Our eyes catch in the mirror, and the woman runs her fingers through the wavelike bends from the French braid Nicolette placed in my wet hair this morning.
“Are you sure?” she asks, biting her lip before looking to Nicolette, who’s standing off to the side with my sister. “You have such beautiful—”
“I’m sure.” I sit taller, straighter, chin pointed as I stare at my reflection.
Mama let us cut our hair about once a year, and even then, she never allowed it to be above the middle of our backs.
“My darlings, long hair suits you better,” she would say, snipping at our fraying ends and every so often repositioning our heads. “It only accentuates your natural beauty.”
The more I’m around Nicolette, the more I see how controlling Mama was all these years.
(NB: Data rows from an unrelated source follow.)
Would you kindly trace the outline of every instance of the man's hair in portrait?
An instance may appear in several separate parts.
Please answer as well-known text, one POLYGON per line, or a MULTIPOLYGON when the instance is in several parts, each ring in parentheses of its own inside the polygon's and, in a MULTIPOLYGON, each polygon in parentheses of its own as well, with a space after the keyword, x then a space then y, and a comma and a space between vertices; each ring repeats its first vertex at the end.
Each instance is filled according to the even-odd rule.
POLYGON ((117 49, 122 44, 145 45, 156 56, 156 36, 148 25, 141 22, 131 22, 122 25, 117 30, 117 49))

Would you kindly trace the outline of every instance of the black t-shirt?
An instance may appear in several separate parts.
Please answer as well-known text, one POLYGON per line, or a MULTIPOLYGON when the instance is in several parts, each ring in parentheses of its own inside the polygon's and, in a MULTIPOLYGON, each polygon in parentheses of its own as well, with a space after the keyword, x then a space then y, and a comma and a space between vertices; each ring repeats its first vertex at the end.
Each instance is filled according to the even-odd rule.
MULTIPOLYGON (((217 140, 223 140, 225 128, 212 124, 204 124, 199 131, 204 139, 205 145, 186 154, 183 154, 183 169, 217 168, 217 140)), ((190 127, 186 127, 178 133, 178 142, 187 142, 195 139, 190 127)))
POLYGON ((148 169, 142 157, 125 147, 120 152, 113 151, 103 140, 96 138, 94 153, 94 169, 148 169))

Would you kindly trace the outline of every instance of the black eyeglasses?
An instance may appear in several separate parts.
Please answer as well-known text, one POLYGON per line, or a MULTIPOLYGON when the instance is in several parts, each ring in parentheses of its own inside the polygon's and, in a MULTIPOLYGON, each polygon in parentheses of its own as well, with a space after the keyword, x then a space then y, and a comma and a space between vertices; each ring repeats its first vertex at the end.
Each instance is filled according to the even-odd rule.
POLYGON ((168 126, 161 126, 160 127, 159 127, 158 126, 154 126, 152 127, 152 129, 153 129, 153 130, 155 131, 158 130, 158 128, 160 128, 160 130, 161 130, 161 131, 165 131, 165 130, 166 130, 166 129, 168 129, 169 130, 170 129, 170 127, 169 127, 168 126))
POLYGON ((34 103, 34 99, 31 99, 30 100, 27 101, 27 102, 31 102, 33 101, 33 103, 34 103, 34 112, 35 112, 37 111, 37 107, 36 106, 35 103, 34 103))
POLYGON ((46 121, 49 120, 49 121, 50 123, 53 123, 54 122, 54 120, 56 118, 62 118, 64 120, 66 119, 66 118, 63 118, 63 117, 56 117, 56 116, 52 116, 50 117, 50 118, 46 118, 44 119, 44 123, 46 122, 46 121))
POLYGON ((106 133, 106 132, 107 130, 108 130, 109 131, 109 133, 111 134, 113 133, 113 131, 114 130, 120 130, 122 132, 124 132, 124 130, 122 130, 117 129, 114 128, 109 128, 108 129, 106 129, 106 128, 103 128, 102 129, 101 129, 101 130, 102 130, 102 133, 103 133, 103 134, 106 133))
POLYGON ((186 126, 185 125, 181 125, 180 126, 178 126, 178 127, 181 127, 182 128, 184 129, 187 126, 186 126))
We never had any kind of a say in what we wore, what we ate, what time we went to bed, or how we kept our hair.
But with Nicolette, every decision is only ours.
There’s freedom in the way she lives. She’s not bound to anyone or anything. There are no silly rules. No irrational logic. No need to question anything. If she wants to do something, she does it, and that’s all there is to it.
If Mama were here, I’d ask her why she wouldn’t cut our hair. I can’t imagine it had much to do with protecting us from the evils she claimed lurked in a place that has, so far, treated us with nothing but kindness.
“Why don’t we take it to here?” The lady with the comb places her flattened palm at my shoulders. “Then you could still wear it up if you wanted?”
“That will be fine,” I say.
The woman leads me back to a chair attached to a washbasin, and she tells me she’s going to “shampoo” me. A moment later, a stream of warm water rains down my scalp, followed by the subtle scent of flowers as her fingertips massage my scalp.